CHIAVE D'ACCESSO

Terre rare

Guerra, alcune cose che non ci dicono. E ciò che noi possiamo fare.
Alessandro Marescotti (a.marescotti@peacelink.it)

Perché si fa la guerra oggi?
In questi anni di impegno ambientalista sulla questione dell’Ilva credo di averlo capito.
Ma prima vediamo i dati.
Il sito ambientalista consoGlobe (www.consoglobe.com) cita un documento della United Nations Conference on Trade and Development nel quale si stima che le miniere di ferro chiuderanno i battenti entro il 2087 in quanto terminerà la possibilità di estrarre il minerale in modo utilizzabile per applicazioni industriali. Per l’acciaio inossidabile andrà ancora peggio in quanto il nickel è destinato a esaurirsi tra il 2040 e il 2064. Studiosi come Lester Brown (del World-Watch Institute) sono ancora più pessimisti e si aspettano che le riserve di ferro dureranno una sessantina d’anni. Altri parlano di riserve per un secolo. Ciò nonostante oggi si vuole produrre più di quanto il mercato non ne richieda: si parla infatti di “eccesso di capacità produttiva” dell’industria siderurgica. Si stimola perciò la domanda puntando sulla costruzione di nuove auto e di palazzoni di cui non vi è bisogno, promuovendo anche grandi opere inutili che richiedono molto acciaio.
Siamo stati fino a ora abituati a collegare la guerra al petrolio. Ma, se guardiamo il versante delle materie prime, si scopre che lo scenario che si prospetta è quello di un progressivo esaurimento del ferro e dei minerali rari. Consiglierei la lettura della voce “terre rare” su Wikipedia (http://it.wikipedia.org/wiki/Terre_rare).
Attorno alle “terre rare” (in inglese “rare earth elements” o “rare earth metals”) nascono tensioni enormi.
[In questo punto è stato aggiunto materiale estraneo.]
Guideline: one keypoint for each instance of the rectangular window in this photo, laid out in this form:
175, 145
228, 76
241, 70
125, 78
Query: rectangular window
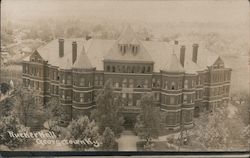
184, 98
81, 97
82, 82
68, 79
172, 100
96, 80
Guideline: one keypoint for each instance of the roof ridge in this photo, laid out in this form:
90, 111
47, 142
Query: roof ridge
83, 60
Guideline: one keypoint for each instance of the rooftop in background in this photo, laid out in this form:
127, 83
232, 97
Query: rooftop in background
93, 52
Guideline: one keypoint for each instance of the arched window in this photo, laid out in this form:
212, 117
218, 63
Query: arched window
143, 69
138, 69
184, 98
171, 100
166, 84
173, 85
123, 68
153, 82
96, 80
158, 84
149, 69
133, 69
113, 69
129, 70
131, 83
108, 68
124, 83
146, 84
186, 84
81, 97
117, 83
82, 82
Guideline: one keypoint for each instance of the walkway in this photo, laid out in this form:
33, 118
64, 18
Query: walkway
127, 141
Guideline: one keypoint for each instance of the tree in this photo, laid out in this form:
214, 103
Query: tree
6, 107
212, 131
108, 112
4, 88
55, 115
83, 129
12, 124
108, 140
28, 109
148, 121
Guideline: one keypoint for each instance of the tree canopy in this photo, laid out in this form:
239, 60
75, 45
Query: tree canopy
108, 112
83, 129
148, 121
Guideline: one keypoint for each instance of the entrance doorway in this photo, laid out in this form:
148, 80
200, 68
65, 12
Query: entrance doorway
129, 120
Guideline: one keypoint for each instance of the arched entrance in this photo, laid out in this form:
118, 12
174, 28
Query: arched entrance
129, 120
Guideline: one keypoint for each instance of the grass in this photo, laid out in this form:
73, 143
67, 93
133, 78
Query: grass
157, 146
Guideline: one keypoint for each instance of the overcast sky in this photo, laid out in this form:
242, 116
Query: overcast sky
227, 11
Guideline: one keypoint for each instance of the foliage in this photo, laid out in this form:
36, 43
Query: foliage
4, 88
6, 107
82, 129
12, 124
108, 112
28, 109
55, 114
108, 140
148, 121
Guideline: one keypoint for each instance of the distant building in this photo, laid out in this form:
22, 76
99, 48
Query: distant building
5, 56
183, 80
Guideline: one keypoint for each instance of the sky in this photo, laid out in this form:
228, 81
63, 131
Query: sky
229, 12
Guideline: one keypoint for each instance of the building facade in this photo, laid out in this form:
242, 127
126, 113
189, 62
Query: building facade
183, 80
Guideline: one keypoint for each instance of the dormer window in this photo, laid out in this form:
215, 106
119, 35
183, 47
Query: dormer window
123, 48
134, 49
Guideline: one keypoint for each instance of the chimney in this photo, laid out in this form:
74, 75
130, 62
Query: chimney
88, 37
195, 52
74, 51
176, 42
61, 47
182, 55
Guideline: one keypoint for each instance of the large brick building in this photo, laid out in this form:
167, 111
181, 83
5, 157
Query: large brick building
184, 80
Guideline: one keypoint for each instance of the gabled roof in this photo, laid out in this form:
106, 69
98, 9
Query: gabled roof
174, 65
128, 37
91, 53
82, 61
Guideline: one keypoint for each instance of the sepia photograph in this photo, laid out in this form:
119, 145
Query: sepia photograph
124, 76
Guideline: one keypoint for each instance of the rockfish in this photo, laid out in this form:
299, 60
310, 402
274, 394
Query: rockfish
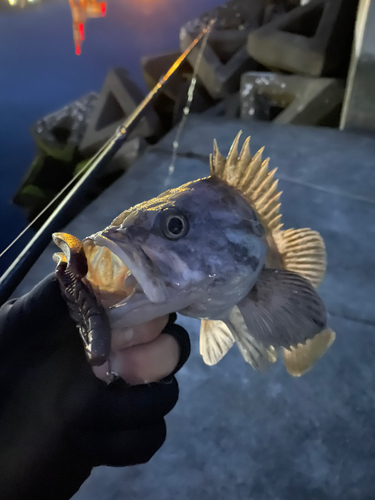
215, 249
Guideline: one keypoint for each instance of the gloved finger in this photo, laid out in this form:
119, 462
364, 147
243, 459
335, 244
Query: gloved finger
119, 448
151, 362
139, 334
146, 363
181, 336
118, 406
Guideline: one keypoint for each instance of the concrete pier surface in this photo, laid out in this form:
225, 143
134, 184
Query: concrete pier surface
235, 433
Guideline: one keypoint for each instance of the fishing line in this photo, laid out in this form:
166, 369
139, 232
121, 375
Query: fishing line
186, 110
60, 193
175, 142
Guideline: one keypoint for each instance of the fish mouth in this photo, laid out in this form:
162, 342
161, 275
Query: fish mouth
120, 270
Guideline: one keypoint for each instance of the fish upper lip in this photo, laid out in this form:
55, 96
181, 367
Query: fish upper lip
155, 289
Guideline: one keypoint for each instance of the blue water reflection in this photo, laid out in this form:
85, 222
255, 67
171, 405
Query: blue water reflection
39, 72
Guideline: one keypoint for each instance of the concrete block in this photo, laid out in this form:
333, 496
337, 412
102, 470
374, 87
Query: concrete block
312, 39
59, 134
131, 151
225, 57
118, 98
359, 104
201, 102
291, 99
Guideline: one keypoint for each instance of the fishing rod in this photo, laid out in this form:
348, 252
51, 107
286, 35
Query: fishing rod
29, 255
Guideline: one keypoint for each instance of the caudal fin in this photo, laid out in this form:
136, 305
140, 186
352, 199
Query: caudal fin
303, 252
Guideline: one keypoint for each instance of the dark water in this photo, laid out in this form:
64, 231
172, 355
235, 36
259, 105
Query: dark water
39, 72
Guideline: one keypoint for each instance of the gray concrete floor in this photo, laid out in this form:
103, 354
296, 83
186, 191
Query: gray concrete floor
235, 433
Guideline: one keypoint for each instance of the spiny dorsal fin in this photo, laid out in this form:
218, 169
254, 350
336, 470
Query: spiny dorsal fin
215, 341
252, 177
303, 252
254, 352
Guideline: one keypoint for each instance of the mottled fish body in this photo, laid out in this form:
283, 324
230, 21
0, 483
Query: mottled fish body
214, 249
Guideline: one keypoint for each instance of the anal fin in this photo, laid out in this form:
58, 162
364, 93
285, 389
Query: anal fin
215, 341
257, 355
299, 360
283, 309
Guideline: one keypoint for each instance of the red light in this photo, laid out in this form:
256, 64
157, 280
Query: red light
81, 30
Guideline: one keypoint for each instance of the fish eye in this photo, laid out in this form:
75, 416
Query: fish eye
173, 224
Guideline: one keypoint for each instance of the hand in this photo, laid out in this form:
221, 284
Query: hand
57, 419
143, 354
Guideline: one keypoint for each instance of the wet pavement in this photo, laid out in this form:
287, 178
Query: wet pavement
236, 433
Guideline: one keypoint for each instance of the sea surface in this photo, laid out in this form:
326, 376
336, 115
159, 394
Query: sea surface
39, 73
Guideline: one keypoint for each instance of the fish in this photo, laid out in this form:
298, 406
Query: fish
215, 249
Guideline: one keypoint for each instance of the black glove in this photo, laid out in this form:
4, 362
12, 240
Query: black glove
57, 420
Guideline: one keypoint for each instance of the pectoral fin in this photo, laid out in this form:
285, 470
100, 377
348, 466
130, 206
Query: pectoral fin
254, 353
303, 252
215, 341
299, 360
283, 309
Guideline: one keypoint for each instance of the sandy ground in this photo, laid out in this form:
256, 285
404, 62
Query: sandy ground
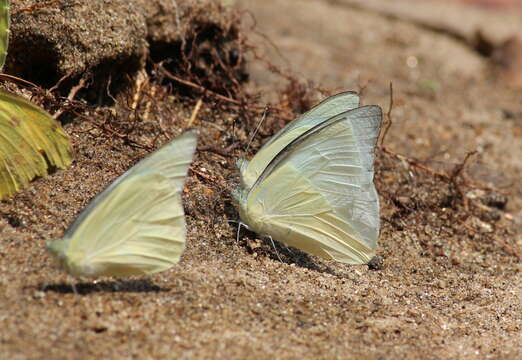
451, 282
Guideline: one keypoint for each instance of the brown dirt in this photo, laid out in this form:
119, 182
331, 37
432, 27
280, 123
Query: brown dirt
451, 282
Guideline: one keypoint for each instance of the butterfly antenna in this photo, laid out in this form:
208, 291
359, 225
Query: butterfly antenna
273, 244
239, 223
257, 129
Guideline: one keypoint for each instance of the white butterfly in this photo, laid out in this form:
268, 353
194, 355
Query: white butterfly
311, 186
136, 225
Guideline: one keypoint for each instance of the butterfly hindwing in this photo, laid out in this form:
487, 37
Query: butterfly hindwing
30, 141
4, 30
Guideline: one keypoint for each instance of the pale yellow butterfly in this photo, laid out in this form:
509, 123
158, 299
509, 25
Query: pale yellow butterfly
316, 193
136, 226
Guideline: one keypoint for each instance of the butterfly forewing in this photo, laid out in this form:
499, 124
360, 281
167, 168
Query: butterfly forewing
328, 108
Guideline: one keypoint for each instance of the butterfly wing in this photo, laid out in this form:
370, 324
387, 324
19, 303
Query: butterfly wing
334, 105
29, 139
4, 30
136, 225
318, 193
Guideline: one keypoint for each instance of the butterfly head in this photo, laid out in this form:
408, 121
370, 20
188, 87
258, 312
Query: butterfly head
57, 248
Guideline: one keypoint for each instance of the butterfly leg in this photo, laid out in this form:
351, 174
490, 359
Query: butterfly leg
273, 244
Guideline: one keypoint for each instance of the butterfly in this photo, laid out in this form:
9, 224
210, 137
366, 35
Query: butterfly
311, 186
136, 226
31, 141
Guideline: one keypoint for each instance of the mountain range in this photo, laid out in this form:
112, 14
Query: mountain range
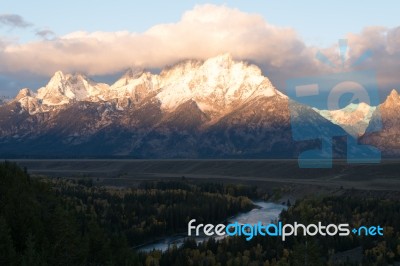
217, 108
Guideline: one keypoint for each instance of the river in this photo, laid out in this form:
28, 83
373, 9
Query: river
265, 212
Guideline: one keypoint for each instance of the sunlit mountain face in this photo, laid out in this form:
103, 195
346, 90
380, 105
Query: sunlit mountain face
217, 108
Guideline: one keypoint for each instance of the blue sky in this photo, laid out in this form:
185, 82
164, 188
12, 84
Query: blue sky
104, 38
318, 23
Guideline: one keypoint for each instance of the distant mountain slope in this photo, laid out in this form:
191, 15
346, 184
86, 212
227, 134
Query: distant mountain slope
388, 137
217, 108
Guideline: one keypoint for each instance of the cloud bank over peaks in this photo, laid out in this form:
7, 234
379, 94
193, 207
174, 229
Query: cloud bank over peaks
203, 32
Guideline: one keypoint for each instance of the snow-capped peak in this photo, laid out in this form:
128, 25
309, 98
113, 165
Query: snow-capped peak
62, 88
393, 96
216, 85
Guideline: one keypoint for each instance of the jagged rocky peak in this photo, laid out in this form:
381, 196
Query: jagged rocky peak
25, 92
393, 98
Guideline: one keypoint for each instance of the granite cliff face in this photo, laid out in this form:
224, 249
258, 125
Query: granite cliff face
218, 108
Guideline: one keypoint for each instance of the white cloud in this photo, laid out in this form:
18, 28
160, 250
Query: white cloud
203, 32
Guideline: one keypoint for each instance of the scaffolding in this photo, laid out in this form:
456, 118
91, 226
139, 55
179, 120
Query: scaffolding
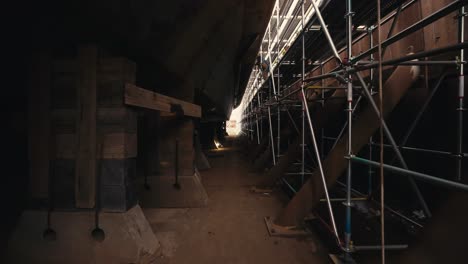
338, 74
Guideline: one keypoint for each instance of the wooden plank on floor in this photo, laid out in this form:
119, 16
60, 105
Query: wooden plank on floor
140, 97
85, 170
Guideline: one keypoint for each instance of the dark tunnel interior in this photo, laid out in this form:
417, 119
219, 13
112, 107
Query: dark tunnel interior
241, 131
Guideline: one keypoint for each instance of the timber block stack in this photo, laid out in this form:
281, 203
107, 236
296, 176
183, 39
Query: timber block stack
116, 134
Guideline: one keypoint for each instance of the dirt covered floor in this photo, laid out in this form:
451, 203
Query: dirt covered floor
231, 229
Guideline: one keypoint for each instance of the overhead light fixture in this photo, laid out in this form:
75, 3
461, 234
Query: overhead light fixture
361, 28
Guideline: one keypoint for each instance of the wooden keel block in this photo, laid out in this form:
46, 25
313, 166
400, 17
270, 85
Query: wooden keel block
140, 97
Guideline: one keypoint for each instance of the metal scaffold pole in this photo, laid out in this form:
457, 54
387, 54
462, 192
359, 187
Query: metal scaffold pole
278, 147
349, 28
303, 103
461, 95
314, 140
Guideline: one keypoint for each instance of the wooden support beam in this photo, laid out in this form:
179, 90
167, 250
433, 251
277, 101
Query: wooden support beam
85, 170
140, 97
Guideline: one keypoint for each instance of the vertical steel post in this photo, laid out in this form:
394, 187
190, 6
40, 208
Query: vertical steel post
461, 94
370, 170
278, 148
349, 28
319, 162
325, 31
303, 102
271, 136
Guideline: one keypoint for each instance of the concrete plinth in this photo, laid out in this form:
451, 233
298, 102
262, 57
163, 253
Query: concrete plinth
162, 192
128, 238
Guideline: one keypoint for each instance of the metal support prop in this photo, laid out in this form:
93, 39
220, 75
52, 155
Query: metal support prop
421, 111
461, 94
271, 136
370, 171
258, 131
421, 176
278, 148
319, 162
394, 145
325, 31
304, 102
349, 28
Scrive Simone Pieranni: “Nel 2009 negli States scoppiò un gran casino quando il Congresso chiese al Government Accountability Office di verificare la dipendenza statunitense dall’importazione di terre rare. Il grande pubblico capì via via di cosa si trattava, quando vennero spiegati gli utilizzi militari delle terre rare (visori notturni, munizioni di precisione, missili, ad esempio)”.
Non tutti sanno cosa c’è sotto l’Afghanistan. “Si trova in Afghanistan – scrive Marina Perotta su Ecoblog – la più grande riserva di litio. È forse per questo che le truppe militari di mezzo mondo non vanno via? Le fonti da cui ricavare litio sono assai rare e questo è il principale componente per la costruzione di batterie ad alta efficienza, come quelle usate per i cellulari, ma anche per le auto elettriche”.
E poi c’è il gas di scisto, una vera e propria corsa all’oro. Scrive Peppe Croce: “Con il termine di shale gas, o gas di scisto in italiano, si intende il gas naturale intrappolato nelle rocce poco porose ad alta profondità. Si tratta di gas a tutti gli effetti, in buona parte metano, che però non si trova in un normale giacimento e, di conseguenza, non basta trivellare un pozzo tradizionale per tirarlo fuori. Per estrarlo si usano due tecniche: la trivellazione orizzontale e il fracking idraulico”.
La tecnica comporta dei rischi ecologici. Fino a quando gli Stati Uniti faranno accettare questi rischi ai propri abitanti? “Negli ultimi anni lo shale gas – continua Peppe Croce – è stato il protagonista indiscusso degli scenari energetici, soprattutto negli Stati Uniti dove è partita una nuova corsa all’oro che ha portato alla trivellazione di centinaia di pozzi per estrarre gas di scisto”. Mi fermo qui. Non occorrono spiegazioni. Faremo la guerra per sempre.
A meno che non costruiamo un modello sostenibile di sviluppo basato sul risparmio, il recupero, il riuso, il riciclaggio e la riconversione.
Mi hanno stupito le tante persone che ho incontrato e che non comprendono come la lotta per la chiusura dell’Ilva sia prima di tutto una lotta per la pace oltre che per la salute e l’ambiente.
Alcuni mi chiedono se l’Ilva produca acciaio per le armi. Non è questo il problema: la guerra non è provocata dalle armi, ma da questo sviluppo.